Foi sobre está perspectiva que trabalhamos no terceiro capítulo, quando
buscamos junto ao pensamento arendtiano e com a contribuição de outros autores
uma educação que estimule a atividade do pensar/reflexivo. Investir em uma
educação reflexiva pode ser, um risco, mas pode ser o melhor caminho para quem
aposta em uma educação gratuita, republicana e democrática. Nesse capítulo,
responderemos as seguintes questões; qual a utilidade do pensamento? Para que
serve o pensar? Em que e onde incide o pensamento? Com a finalidade de refletir
sobre o que estamos fazendo e, principalmente, pensar o processo educativo atual.

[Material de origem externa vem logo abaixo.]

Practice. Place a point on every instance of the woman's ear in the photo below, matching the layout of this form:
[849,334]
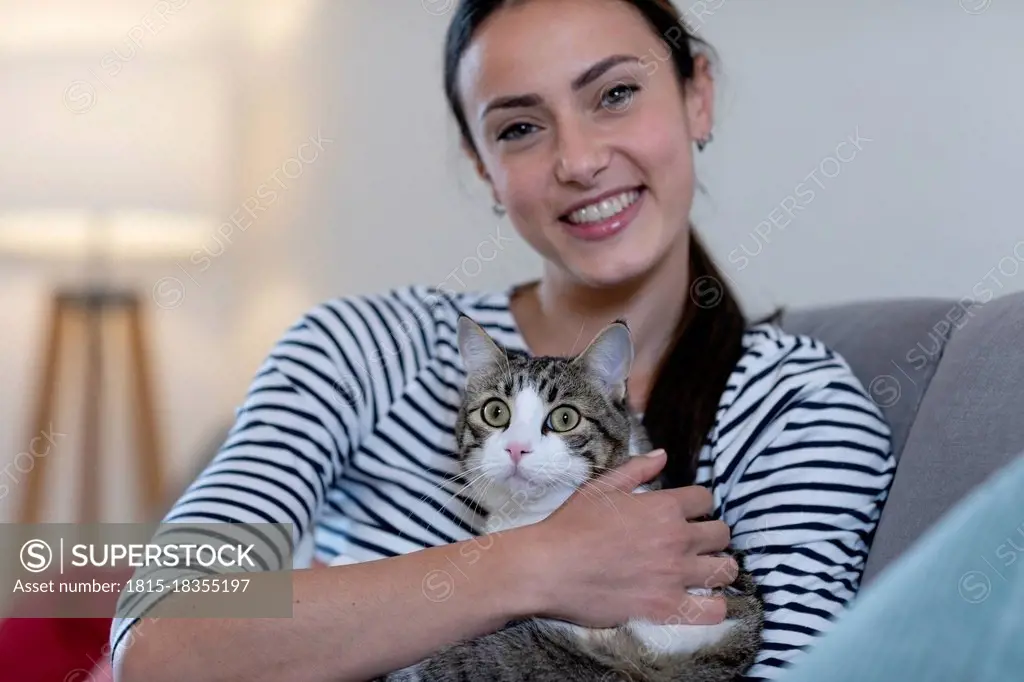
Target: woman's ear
[700,98]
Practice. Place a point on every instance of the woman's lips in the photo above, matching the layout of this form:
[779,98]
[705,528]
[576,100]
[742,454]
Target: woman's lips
[602,229]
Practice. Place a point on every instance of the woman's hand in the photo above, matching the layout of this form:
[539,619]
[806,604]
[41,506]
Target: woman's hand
[609,554]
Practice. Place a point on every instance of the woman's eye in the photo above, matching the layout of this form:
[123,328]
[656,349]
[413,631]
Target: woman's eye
[619,97]
[515,131]
[563,419]
[496,413]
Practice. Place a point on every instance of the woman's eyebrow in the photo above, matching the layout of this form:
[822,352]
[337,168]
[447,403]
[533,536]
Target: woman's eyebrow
[583,80]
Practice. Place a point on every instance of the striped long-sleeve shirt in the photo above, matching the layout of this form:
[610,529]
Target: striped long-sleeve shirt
[347,433]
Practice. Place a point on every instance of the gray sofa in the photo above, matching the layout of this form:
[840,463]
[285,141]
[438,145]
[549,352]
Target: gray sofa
[948,375]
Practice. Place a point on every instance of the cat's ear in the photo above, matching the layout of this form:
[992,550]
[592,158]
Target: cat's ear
[608,358]
[478,350]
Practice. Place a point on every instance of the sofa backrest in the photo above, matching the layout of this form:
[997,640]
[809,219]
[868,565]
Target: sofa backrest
[949,378]
[892,346]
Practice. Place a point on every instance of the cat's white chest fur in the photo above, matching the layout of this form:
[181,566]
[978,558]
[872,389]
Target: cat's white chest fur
[655,638]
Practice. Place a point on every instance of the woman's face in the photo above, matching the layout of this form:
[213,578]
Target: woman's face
[584,132]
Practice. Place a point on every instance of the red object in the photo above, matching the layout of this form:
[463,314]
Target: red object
[46,649]
[52,649]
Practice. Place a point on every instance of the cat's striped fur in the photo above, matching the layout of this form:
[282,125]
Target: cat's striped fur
[593,384]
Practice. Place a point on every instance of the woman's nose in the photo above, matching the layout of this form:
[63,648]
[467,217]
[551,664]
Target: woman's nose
[581,158]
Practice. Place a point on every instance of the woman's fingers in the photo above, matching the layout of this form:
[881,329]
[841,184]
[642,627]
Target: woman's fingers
[634,473]
[711,571]
[709,537]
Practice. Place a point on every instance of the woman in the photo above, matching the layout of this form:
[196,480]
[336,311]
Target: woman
[582,117]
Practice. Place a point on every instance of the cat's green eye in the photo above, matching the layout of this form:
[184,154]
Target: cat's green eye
[563,419]
[496,413]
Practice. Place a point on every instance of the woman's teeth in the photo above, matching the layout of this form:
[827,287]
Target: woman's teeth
[604,209]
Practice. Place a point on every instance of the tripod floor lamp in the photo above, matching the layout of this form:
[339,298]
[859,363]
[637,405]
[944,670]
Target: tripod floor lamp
[84,316]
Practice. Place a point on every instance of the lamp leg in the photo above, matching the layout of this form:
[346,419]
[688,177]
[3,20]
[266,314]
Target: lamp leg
[151,459]
[35,479]
[92,405]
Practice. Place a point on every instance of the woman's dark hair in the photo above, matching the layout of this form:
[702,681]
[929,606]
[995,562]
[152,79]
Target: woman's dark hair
[683,402]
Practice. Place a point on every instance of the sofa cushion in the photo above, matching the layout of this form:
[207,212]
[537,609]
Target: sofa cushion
[893,347]
[970,424]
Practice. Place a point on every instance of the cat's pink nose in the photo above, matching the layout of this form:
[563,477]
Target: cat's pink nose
[516,451]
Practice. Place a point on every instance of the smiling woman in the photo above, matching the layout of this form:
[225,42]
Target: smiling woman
[771,445]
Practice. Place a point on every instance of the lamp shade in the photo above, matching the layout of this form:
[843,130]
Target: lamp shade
[116,236]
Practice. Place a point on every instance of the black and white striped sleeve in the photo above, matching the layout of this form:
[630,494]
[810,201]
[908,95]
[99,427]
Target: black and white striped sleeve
[805,462]
[303,413]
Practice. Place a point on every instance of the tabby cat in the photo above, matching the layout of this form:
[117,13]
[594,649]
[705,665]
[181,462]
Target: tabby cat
[529,431]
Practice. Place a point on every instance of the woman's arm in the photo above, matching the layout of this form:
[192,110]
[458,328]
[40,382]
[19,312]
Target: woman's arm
[588,562]
[349,623]
[805,476]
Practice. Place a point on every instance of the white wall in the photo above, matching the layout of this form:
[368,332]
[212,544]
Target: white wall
[926,208]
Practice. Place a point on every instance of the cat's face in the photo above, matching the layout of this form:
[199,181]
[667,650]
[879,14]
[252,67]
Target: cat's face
[541,424]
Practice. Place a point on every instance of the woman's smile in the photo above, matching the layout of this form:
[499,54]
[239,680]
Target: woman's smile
[604,216]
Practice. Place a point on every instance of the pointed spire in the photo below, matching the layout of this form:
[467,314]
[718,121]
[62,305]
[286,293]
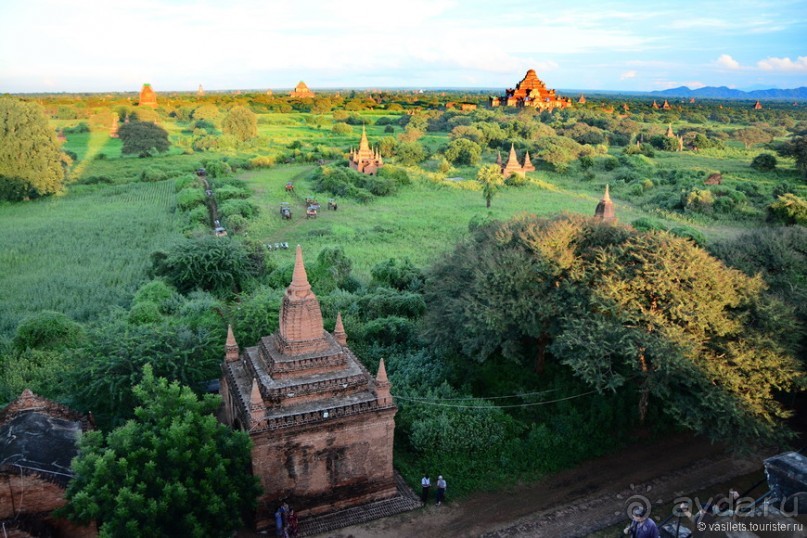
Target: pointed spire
[256,407]
[605,209]
[364,146]
[339,333]
[382,386]
[231,350]
[381,376]
[299,286]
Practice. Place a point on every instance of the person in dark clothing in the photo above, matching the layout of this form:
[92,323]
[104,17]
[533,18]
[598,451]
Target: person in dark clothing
[642,526]
[425,484]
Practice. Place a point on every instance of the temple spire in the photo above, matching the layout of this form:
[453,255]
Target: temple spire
[339,333]
[231,350]
[382,386]
[299,281]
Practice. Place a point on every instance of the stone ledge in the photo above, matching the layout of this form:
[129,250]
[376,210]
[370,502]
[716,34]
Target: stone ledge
[404,501]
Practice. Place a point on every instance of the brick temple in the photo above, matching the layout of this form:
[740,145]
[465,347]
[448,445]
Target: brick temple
[321,426]
[38,440]
[147,96]
[513,166]
[531,92]
[301,91]
[364,159]
[605,208]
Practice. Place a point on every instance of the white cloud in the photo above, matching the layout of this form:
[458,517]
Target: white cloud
[728,62]
[783,64]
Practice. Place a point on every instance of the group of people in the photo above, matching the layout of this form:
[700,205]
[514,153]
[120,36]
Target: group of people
[426,484]
[286,524]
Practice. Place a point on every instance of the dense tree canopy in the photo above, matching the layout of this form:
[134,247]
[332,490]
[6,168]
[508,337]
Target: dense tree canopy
[142,138]
[30,160]
[622,309]
[172,471]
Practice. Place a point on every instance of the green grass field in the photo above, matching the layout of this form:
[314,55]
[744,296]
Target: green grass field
[82,253]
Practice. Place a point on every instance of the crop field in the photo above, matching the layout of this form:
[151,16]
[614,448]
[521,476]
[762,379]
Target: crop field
[82,253]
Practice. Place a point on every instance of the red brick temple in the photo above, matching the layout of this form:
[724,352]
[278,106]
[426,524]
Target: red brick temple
[605,209]
[365,160]
[301,91]
[513,166]
[147,96]
[531,92]
[321,425]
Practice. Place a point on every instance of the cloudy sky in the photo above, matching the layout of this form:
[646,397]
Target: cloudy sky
[112,45]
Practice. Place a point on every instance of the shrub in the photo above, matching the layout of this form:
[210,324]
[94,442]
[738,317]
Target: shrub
[48,330]
[764,162]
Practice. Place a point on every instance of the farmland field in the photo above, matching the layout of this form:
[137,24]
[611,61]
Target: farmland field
[82,253]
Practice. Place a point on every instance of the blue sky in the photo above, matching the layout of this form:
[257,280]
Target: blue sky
[111,45]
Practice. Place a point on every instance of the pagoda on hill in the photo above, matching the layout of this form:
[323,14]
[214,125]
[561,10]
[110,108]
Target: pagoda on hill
[512,166]
[147,96]
[365,160]
[605,209]
[321,425]
[301,91]
[531,92]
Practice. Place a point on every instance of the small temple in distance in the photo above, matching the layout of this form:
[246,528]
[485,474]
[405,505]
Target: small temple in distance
[301,91]
[321,425]
[531,92]
[147,96]
[512,166]
[365,160]
[605,209]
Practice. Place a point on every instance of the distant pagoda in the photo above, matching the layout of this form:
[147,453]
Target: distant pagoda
[365,160]
[301,91]
[512,166]
[605,209]
[147,96]
[531,92]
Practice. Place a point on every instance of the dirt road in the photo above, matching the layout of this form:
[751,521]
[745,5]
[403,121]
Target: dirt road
[573,502]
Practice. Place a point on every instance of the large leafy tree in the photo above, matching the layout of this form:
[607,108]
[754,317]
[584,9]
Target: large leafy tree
[142,138]
[626,311]
[30,160]
[174,470]
[241,122]
[490,177]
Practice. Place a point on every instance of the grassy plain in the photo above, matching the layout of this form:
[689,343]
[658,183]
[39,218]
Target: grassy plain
[81,253]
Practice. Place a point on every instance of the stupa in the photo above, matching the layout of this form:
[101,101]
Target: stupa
[512,166]
[364,159]
[605,209]
[321,425]
[147,96]
[531,92]
[301,91]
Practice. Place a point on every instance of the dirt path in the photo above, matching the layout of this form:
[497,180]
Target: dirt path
[573,502]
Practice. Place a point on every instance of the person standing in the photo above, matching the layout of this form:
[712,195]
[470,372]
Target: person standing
[642,526]
[441,490]
[425,484]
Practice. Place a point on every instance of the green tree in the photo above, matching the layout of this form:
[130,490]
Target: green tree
[240,122]
[463,152]
[627,312]
[490,177]
[142,138]
[216,264]
[172,471]
[30,160]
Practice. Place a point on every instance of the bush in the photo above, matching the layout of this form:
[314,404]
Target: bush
[48,330]
[342,129]
[152,174]
[764,162]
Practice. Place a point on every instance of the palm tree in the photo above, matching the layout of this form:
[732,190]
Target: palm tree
[491,178]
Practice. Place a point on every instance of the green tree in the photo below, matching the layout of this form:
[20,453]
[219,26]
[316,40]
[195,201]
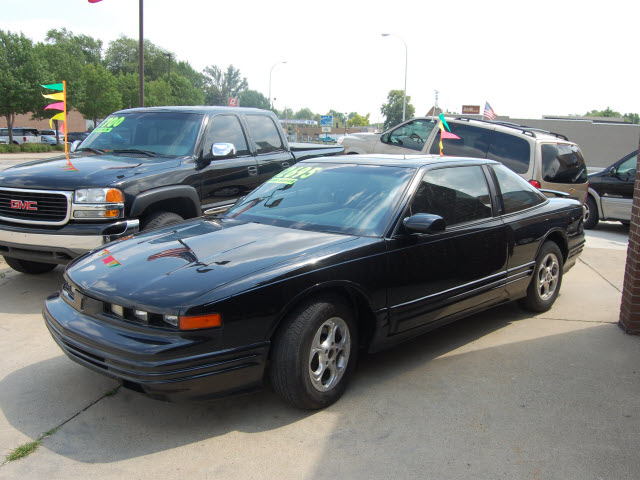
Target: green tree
[99,93]
[356,120]
[219,86]
[392,110]
[253,99]
[21,72]
[607,112]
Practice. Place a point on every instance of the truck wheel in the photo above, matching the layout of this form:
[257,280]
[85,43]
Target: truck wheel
[591,216]
[27,266]
[314,353]
[547,278]
[160,219]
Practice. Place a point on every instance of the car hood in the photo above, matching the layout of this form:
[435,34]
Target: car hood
[170,268]
[81,171]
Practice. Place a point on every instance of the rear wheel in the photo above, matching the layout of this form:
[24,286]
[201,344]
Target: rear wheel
[591,216]
[160,219]
[547,278]
[27,266]
[314,354]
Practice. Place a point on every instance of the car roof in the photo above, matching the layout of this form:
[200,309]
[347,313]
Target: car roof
[201,109]
[406,161]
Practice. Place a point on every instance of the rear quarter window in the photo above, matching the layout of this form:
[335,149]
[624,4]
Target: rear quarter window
[511,151]
[563,163]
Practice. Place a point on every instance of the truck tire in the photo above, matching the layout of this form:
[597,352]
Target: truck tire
[591,216]
[27,266]
[160,219]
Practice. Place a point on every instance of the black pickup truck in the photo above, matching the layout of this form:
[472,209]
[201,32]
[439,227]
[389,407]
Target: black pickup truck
[140,169]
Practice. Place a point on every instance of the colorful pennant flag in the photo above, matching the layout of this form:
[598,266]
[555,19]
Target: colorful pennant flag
[60,104]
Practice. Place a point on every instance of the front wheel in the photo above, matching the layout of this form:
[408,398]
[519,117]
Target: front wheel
[547,278]
[27,266]
[314,354]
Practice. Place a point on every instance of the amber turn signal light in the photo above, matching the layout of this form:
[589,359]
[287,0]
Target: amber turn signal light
[114,196]
[201,321]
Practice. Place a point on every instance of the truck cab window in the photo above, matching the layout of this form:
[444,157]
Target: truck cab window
[265,134]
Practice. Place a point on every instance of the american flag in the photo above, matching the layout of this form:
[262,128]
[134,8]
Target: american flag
[488,112]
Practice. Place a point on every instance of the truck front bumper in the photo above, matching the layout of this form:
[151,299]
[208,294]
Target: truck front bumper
[63,244]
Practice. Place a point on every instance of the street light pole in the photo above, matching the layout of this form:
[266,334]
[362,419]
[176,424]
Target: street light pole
[270,72]
[141,60]
[406,61]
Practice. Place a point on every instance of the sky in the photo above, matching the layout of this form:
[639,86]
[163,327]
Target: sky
[527,59]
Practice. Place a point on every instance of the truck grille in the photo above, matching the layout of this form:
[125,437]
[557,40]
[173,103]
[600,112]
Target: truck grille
[34,206]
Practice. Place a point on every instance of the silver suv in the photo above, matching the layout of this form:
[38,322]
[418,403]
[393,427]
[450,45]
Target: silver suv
[547,160]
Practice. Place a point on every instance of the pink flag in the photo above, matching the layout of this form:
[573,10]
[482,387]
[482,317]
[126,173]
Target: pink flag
[445,134]
[55,106]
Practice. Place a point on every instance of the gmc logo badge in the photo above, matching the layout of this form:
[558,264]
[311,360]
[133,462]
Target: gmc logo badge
[26,205]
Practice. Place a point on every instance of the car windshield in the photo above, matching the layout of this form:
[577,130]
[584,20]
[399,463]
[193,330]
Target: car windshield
[147,133]
[325,197]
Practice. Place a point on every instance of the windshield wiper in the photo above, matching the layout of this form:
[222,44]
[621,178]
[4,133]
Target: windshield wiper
[135,150]
[89,149]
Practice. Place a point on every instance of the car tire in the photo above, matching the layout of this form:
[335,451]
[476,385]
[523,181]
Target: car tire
[591,216]
[547,279]
[159,220]
[27,266]
[321,331]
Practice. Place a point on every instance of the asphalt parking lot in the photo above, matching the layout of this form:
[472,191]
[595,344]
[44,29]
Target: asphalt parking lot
[503,394]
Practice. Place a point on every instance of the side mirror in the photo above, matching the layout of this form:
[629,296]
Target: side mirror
[424,223]
[221,150]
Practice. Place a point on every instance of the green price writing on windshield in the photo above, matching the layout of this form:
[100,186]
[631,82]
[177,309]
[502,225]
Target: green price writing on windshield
[109,124]
[292,175]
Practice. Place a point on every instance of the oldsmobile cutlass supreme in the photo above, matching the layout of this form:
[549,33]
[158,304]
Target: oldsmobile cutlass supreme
[325,259]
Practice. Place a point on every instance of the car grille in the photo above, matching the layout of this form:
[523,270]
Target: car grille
[34,206]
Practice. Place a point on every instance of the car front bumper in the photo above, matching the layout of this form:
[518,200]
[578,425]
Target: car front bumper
[166,365]
[61,245]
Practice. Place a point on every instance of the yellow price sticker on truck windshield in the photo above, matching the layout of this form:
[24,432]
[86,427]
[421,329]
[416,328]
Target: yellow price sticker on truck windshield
[293,174]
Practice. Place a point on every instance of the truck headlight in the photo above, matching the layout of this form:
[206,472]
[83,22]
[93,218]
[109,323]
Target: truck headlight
[92,203]
[98,195]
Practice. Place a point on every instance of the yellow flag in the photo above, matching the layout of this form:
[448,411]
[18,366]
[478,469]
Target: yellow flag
[55,96]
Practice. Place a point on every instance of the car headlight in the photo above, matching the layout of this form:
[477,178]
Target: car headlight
[91,203]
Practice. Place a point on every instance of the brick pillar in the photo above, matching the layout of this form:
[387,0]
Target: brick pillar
[630,306]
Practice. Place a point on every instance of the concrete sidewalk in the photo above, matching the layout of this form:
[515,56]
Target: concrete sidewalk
[10,159]
[502,394]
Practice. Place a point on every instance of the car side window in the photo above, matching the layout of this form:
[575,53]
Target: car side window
[265,134]
[517,193]
[226,129]
[563,163]
[471,142]
[457,194]
[413,134]
[513,152]
[628,167]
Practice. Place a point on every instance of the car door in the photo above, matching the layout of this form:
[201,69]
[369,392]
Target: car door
[616,189]
[222,181]
[271,155]
[408,138]
[434,276]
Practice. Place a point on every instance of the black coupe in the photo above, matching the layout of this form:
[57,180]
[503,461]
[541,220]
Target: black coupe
[329,257]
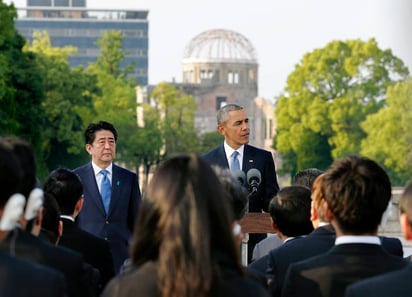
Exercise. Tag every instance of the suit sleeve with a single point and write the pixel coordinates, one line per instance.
(270, 181)
(134, 202)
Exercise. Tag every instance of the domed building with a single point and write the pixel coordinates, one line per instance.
(220, 67)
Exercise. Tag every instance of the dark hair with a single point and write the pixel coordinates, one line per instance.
(306, 177)
(25, 155)
(236, 192)
(357, 191)
(10, 173)
(66, 187)
(290, 211)
(51, 219)
(184, 223)
(90, 133)
(222, 113)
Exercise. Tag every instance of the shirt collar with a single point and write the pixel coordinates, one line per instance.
(97, 169)
(357, 239)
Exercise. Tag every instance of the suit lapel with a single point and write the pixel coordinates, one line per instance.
(95, 196)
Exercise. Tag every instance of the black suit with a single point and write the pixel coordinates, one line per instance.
(19, 278)
(116, 226)
(143, 282)
(261, 160)
(397, 283)
(329, 274)
(26, 246)
(95, 250)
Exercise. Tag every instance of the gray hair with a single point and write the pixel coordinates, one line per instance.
(222, 113)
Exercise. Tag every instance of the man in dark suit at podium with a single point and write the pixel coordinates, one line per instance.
(236, 154)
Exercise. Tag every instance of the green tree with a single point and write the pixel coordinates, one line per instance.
(177, 119)
(328, 95)
(21, 84)
(67, 103)
(389, 131)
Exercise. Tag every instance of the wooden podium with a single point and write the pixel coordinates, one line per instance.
(253, 222)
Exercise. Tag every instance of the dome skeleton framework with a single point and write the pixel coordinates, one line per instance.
(220, 45)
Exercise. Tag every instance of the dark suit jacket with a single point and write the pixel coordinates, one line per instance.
(117, 225)
(95, 250)
(34, 249)
(318, 242)
(252, 158)
(19, 278)
(329, 274)
(143, 282)
(397, 283)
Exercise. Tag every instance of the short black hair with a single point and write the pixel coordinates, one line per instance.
(290, 211)
(66, 187)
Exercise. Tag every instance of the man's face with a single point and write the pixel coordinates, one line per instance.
(103, 148)
(236, 129)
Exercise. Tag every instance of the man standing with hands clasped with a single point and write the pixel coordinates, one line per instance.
(236, 154)
(111, 193)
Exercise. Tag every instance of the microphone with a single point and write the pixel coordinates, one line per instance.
(239, 175)
(253, 178)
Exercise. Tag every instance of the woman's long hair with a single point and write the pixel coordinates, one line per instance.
(184, 223)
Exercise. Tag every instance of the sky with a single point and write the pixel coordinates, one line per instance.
(281, 31)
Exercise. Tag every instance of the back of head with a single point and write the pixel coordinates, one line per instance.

Por fim, diante do processo de pesquisa, desenvolvido até aqui, creio ter
contribuído com o debate educativo, tendo a certeza que o debate continua.
Contudo, ao finalizar esta dissertação, compartilho com o leitor a possibilidade de
investigação sobre o conceito de pensamento (atividade do pensar) de Arendt, e
relacionar com o conceito de Santo Agostinho, a partir da seguinte frase que
trouxemos no decorrer do texto: “ninguém conhece o que se passa num homem,
senão o seu espírito, que nele reside. Há, porém, coisas no homem que nem sequer
o espírito que nele habita conhece” (AGOSTINHO, 1984, X, 5.7V). Acredito que esse
tema seria desafiante para compreendermos melhor a condição humana.